Why are you with this waster?

CheeseyToast · 30/05/2018 21:43

You have very low standards. Why is that?

I know you are physically unwell but when you recover, think about signing up for some professional counselling because you really need to raise your standards for how you are treated.

MrsHathaway · 30/05/2018 21:43

You can't name three good things about him? Holy shit. I was expecting half a dozen feeble things like he puts his own pants in the washing basket and doesn't hit you.

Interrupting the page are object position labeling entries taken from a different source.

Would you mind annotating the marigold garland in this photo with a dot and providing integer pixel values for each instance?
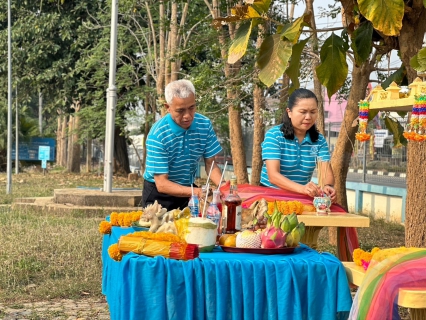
(153, 244)
(286, 207)
(157, 236)
(105, 227)
(119, 219)
(417, 127)
(362, 134)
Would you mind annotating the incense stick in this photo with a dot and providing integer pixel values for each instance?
(207, 190)
(223, 173)
(322, 174)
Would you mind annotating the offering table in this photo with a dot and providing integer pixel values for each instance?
(219, 285)
(315, 223)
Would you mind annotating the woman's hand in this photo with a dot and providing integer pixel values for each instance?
(330, 192)
(311, 189)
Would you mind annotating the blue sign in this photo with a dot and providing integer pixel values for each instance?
(29, 150)
(43, 153)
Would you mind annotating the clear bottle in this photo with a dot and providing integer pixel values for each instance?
(213, 212)
(194, 205)
(233, 208)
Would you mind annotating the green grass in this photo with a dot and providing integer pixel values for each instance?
(44, 255)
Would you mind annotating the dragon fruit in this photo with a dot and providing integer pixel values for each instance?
(273, 236)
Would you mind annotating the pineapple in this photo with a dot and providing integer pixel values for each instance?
(248, 239)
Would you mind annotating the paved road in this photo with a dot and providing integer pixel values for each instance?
(377, 179)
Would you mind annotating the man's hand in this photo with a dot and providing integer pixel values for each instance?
(330, 192)
(311, 189)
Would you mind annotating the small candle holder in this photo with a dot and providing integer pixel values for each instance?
(322, 204)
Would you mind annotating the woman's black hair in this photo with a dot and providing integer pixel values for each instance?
(287, 126)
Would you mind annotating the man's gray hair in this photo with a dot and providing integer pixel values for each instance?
(180, 89)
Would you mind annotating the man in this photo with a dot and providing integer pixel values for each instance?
(174, 146)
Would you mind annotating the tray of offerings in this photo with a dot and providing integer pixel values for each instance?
(283, 250)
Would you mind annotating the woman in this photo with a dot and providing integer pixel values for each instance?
(291, 150)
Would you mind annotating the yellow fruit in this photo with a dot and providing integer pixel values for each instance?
(231, 241)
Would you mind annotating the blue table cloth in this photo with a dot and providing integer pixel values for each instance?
(221, 285)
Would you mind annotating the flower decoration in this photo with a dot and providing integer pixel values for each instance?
(286, 207)
(119, 219)
(417, 127)
(105, 227)
(362, 134)
(152, 245)
(363, 258)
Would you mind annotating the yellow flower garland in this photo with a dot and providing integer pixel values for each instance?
(119, 219)
(362, 258)
(105, 227)
(286, 207)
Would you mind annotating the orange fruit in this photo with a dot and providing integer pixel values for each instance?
(223, 238)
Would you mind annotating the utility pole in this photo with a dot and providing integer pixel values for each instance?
(9, 99)
(40, 113)
(16, 134)
(111, 102)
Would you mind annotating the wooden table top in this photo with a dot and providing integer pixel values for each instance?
(334, 219)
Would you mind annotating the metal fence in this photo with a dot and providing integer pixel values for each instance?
(377, 161)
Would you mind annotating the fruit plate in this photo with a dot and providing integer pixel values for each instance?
(258, 250)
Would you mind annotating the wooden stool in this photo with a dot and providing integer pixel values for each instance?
(413, 299)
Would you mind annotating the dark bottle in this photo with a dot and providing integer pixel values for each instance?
(232, 208)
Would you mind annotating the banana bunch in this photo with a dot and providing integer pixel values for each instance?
(293, 229)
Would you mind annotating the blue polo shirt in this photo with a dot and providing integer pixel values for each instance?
(175, 151)
(297, 161)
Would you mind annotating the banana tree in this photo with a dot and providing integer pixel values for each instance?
(372, 29)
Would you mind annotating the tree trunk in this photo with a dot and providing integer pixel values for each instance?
(173, 43)
(410, 41)
(76, 148)
(120, 153)
(259, 126)
(64, 140)
(161, 65)
(258, 135)
(59, 140)
(89, 155)
(315, 63)
(234, 113)
(70, 142)
(345, 142)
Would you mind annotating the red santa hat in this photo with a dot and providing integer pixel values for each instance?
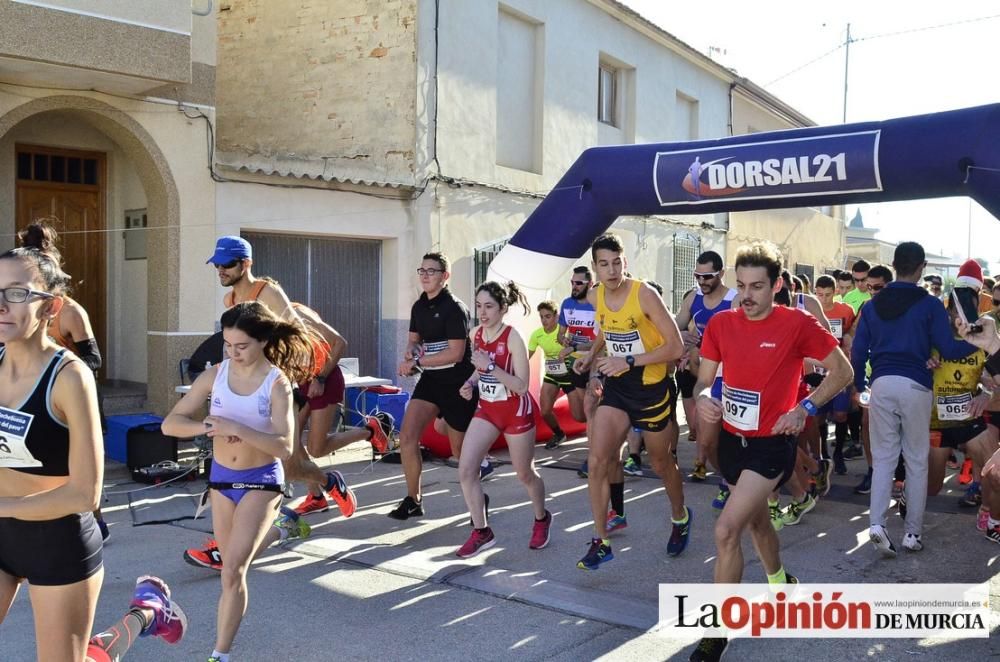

TacoLover · 30/05/2018 21:43

If he contributes nothing then you will only be better off without him. Get rid :)

lgalla1985 · 30/05/2018 21:45

At this point I think its both Confused I have enabled this I do know that it has just started to get way way too much for me to cope with now. The main reason for me posting the was so I did not go completely and absolute mental my children need at least one. I have previously on several occassions asked him to leave and he did for a while and he promised he would do all the things I asked when he came back but it just goes back to the norm after a while. This time its different though I do want to shout but more that that I think its ended in my head I do love him I don't know why. I just don't know how to end it without hurting my children. And to answer the question about the drugs near or in front of my children 1. It is not done inside my house it is outside and I am hoping he gets caught cause when he does I will not be supporting anymore.

OP posts:
Curlywurlywurly · 30/05/2018 21:45

LTB. Short and simple as that.

You have nothing to lose and everything to gain.

fairgame84 · 30/05/2018 21:45

YANBU for staying with him for 11 years!

He is a complete waster. What is the actual point of him? I'm not seeing any redeeming qualities.
Do yourself and your kids a favour and kick the lazy bastard out.